Assim, impetrar várias ações para atacar um mesmo problema tem a pretensão e o objetivo de desestabilizar práticas violadoras, buscando um comprometimento institucional no aperfeiçoamento de processos de “controle, transparência e participação”. A estratégia se direciona a impetrar ações que debatam o controle e a transparência de forma direta e impliquem em pagamento de indenizações vultosas às vítimas de violações de direitos, com propósito essencialmente pedagógico. (VIEIRA, ALMEIDA, 2011, p. 7).

O litígio pode também ser utilizado para a ampliação do arcabouço de Direitos, pois, no Brasil, a forte atuação de grupos religiosos impediu a inclusão de importantes direitos na Constituição de 1988, acarretando exclusões injustificadas de grupos vulneráveis a uma proteção efetiva. Para tanto as ações possíveis são a pressão para que o Congresso Nacional

aprove medidas protetivas e ações para que o Supremo Tribunal Federal realize interpretações constitucionais comprometidas com a ampliação da proteção aos direitos humanos, por meio da proposição de ações de controle abstrato e concreto de constitucionalidade, da utilização da figura do amicus curiae e da participação em Audiências Públicas. As dificuldades, neste ponto, no Brasil, é o número diminuto de legitimados para o manejo das Ações de controle abstrato de constitucionalidade e a pouca utilização do instituto do amicus curiae e da participação em audiências públicas como forma de influenciar as decisões da Corte (VIEIRA, ALMEIDA, 2011, p. 11).

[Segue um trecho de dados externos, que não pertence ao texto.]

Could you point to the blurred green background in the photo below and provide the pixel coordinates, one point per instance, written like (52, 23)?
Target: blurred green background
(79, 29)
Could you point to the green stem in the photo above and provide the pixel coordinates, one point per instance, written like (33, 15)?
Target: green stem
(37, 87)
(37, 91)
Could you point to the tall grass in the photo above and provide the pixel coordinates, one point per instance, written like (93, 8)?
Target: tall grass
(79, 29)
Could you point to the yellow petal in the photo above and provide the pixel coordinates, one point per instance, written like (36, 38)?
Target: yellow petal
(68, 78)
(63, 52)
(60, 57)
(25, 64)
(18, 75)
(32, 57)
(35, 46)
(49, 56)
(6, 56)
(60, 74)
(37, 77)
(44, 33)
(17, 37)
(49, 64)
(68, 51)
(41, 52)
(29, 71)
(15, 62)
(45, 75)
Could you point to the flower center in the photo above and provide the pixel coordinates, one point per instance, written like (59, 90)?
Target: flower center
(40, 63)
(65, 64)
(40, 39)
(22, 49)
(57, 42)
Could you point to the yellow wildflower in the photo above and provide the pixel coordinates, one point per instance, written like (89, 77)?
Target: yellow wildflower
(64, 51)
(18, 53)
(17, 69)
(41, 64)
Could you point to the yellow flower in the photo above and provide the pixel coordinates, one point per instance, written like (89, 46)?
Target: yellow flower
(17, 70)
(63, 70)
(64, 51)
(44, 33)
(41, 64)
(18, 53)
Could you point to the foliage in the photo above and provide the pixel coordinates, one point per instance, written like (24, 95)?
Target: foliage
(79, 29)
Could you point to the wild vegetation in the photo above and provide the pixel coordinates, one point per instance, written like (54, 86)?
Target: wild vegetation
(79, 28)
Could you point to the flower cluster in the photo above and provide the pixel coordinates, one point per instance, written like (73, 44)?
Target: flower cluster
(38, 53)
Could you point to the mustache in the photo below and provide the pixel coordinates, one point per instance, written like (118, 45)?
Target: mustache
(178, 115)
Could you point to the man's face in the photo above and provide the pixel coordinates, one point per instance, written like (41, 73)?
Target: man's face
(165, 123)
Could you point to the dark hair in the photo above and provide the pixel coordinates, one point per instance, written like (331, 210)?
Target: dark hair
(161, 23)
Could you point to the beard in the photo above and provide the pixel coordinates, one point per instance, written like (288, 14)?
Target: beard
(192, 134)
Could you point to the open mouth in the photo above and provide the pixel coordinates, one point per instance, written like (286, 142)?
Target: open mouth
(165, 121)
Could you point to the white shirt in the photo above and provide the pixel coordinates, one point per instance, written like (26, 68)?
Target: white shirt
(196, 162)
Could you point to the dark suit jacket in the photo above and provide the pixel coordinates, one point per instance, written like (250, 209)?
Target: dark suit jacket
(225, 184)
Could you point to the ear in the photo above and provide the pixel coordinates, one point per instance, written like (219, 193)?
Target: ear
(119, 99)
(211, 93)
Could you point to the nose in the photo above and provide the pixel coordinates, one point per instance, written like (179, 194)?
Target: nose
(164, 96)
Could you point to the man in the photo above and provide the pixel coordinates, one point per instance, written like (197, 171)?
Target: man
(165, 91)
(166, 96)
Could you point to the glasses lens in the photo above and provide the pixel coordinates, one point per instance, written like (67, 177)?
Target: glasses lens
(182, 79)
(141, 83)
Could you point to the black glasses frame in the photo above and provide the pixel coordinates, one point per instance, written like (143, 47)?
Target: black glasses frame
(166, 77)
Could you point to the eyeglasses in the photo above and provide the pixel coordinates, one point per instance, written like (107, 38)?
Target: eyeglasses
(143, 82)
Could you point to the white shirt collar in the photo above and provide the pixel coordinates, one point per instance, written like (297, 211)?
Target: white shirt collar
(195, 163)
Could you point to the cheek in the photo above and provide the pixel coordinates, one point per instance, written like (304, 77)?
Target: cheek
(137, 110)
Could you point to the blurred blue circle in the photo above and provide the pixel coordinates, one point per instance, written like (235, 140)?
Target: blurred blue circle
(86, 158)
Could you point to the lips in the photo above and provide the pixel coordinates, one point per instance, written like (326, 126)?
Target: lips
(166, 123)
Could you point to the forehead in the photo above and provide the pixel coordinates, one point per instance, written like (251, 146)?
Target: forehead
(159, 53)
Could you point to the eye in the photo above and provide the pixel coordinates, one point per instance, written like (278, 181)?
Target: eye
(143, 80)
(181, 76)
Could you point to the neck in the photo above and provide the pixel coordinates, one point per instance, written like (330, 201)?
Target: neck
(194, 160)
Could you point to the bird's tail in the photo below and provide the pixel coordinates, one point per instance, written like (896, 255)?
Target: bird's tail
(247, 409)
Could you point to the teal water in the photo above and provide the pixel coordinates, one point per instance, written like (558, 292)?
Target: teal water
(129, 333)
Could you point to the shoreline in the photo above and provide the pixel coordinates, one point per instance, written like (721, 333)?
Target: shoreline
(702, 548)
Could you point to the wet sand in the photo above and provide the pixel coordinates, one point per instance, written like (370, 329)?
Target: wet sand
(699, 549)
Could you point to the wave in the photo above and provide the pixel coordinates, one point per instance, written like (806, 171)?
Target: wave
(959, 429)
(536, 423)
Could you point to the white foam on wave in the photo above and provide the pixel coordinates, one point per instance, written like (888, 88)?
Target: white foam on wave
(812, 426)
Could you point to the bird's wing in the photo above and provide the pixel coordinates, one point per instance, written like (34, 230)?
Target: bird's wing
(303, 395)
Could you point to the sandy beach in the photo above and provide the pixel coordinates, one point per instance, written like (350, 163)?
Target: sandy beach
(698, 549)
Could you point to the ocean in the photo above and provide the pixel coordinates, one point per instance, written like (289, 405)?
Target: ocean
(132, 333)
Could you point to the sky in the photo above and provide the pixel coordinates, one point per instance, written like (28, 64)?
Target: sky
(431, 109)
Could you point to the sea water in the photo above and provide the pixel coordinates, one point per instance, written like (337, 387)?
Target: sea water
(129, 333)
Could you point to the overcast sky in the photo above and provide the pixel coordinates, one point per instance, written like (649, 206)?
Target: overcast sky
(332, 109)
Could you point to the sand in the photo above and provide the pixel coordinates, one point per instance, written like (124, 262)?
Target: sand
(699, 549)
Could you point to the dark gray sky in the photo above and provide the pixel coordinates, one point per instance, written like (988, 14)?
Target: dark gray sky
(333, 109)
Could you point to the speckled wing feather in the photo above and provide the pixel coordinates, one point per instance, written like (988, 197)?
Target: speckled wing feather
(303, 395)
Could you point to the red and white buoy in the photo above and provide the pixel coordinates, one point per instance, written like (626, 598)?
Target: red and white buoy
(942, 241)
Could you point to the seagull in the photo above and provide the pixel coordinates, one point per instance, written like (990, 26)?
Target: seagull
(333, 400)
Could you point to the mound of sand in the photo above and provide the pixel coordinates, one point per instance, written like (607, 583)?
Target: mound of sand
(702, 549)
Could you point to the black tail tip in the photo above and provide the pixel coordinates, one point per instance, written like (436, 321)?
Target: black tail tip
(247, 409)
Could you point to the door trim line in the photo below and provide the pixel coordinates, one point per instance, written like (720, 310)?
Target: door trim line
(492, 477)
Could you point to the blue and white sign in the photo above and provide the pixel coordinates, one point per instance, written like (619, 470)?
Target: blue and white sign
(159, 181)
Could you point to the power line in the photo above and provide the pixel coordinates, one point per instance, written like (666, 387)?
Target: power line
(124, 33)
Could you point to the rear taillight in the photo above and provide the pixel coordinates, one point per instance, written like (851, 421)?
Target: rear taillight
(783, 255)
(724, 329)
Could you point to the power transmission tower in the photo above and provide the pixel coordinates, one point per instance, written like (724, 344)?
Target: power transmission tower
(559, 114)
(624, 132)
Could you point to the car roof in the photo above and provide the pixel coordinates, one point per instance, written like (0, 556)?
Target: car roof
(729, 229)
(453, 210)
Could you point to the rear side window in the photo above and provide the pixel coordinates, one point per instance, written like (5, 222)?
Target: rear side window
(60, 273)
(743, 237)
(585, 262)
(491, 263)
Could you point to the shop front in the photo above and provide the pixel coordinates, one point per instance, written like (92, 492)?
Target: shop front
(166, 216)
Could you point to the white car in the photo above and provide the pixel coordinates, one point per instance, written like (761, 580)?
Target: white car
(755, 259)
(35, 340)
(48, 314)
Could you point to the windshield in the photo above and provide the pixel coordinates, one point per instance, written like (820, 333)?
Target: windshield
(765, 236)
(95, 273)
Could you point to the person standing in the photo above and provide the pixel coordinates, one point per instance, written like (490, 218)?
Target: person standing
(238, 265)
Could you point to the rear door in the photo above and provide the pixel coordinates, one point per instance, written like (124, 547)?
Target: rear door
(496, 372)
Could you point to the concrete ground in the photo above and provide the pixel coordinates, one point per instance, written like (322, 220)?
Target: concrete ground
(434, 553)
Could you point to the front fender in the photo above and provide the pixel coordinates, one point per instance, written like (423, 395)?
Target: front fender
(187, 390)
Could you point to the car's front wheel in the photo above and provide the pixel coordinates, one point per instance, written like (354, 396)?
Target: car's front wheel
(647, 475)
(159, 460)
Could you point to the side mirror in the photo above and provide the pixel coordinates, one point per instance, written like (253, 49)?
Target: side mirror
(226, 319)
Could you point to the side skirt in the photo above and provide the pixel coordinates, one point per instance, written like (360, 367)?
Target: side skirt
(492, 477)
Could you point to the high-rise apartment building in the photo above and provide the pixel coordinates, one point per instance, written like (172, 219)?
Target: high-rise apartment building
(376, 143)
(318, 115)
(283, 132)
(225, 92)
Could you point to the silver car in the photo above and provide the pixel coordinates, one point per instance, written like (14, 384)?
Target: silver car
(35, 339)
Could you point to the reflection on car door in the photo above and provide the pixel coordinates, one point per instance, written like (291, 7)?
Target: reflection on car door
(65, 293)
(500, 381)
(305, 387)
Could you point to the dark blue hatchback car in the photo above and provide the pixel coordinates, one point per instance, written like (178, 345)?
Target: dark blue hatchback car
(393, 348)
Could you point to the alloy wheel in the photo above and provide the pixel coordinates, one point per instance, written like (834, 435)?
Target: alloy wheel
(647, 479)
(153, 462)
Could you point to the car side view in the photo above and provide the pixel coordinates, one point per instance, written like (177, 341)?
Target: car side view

As linhas de ação positiva a serem priorizadas para o sucesso do litígio estratégico são:

1) relação dos projetos de proteção dos Direitos humanos com os diretamente interessados, pois apenas através desse comprometimento as ações judiciais levarão questões relevantes aos vulneráveis para o Poder Judiciário, o que permite a apropriação das vitórias por esses grupos;

2) relação com a mídia, no sentido de informar e produzir material confiável a partir de casos reais e representativos de violações para a desestabilidade de práticas violadoras;

3) atuação sistemática, intensiva e persistente, para isso é necessário um profundo conhecimento do problema, discursos e modos de ação, pois não basta ganhar a causa, é necessário desestabilizar práticas arraigadas. Nesse sentido, o direito deve ter uma nova ótica de percepção do problema e de expectativas calibradas quanto a suas possibilidades

4) Descarte do discurso da legitimidade de atos contra Direitos Humanos, com a visibilidade dos problemas e aperfeiçoamento de mecanismos de solução. (VIEIRA, ALMEIDA, 2011, p. 13-14).